The most evocative stories seem to have been borrowed from Wintner’s own family life. In the wonderful “Lower Case E’s,” a wry account of growing up with a Jewish mother and an Orthodox granny, the speaker equates piety with the accrual of points “scored by baking. More points are available by making the dough from scratch….More points are made by baking entirely too much, which can lead to a grand slam in the ninth….My Grandmother is a pro.” Even greater scoring opportunities lie in relation to health “since all illness was kept secret by the ill, this either to score points or at least to establish an excellent prospect for scoring—to actually die without the first complaint? Oy!

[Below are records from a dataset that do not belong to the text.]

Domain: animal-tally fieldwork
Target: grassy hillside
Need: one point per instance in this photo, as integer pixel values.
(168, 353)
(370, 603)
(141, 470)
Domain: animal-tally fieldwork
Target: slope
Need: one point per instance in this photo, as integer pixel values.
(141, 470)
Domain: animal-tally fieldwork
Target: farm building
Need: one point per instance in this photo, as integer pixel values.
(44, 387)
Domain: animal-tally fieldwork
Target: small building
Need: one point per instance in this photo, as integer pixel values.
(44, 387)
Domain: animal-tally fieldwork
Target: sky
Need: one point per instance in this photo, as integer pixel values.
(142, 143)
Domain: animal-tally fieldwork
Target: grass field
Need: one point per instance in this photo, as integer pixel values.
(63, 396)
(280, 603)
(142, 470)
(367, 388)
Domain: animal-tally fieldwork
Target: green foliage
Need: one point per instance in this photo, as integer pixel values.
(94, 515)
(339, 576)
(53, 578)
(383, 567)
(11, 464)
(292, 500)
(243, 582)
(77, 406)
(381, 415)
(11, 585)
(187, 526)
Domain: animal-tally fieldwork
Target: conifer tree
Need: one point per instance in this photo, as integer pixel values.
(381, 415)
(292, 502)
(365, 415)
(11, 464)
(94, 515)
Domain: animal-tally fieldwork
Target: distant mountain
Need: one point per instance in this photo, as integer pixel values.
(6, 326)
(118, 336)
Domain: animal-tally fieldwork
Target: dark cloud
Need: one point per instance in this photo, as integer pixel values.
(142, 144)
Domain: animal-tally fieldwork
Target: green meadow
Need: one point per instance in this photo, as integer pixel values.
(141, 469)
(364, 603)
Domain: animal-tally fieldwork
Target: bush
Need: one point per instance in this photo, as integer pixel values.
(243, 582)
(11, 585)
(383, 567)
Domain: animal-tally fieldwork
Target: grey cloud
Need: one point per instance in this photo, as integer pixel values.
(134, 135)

The points!” In a more serious episode of the same tale, the hapless narrator is ostracized for killing Jesus. “That’s stupid,” the child reasons. “I’m only ten.” He turns to his faith in this moment of need, seeking solace and finding little. “If I’d have been black I would have known all along,” he finally posits, trying to justify the cruelty of a grade-school anti-Semite. It is such consistent, straightforward naivete, couched in irony, that manages to salvage what could otherwise be seen as unpalatable ramblings.
Hagan’s Trial requires a leap of faith by the reader, who must push bravely past the sepia-toned cover and the pretentious chapter divisions to find its entertaining cache of solipsistic anecdotes. Although Wintner’s random chronology results in a slight case of literary whiplash, his crisp satire is pleasingly tongue-in-cheek.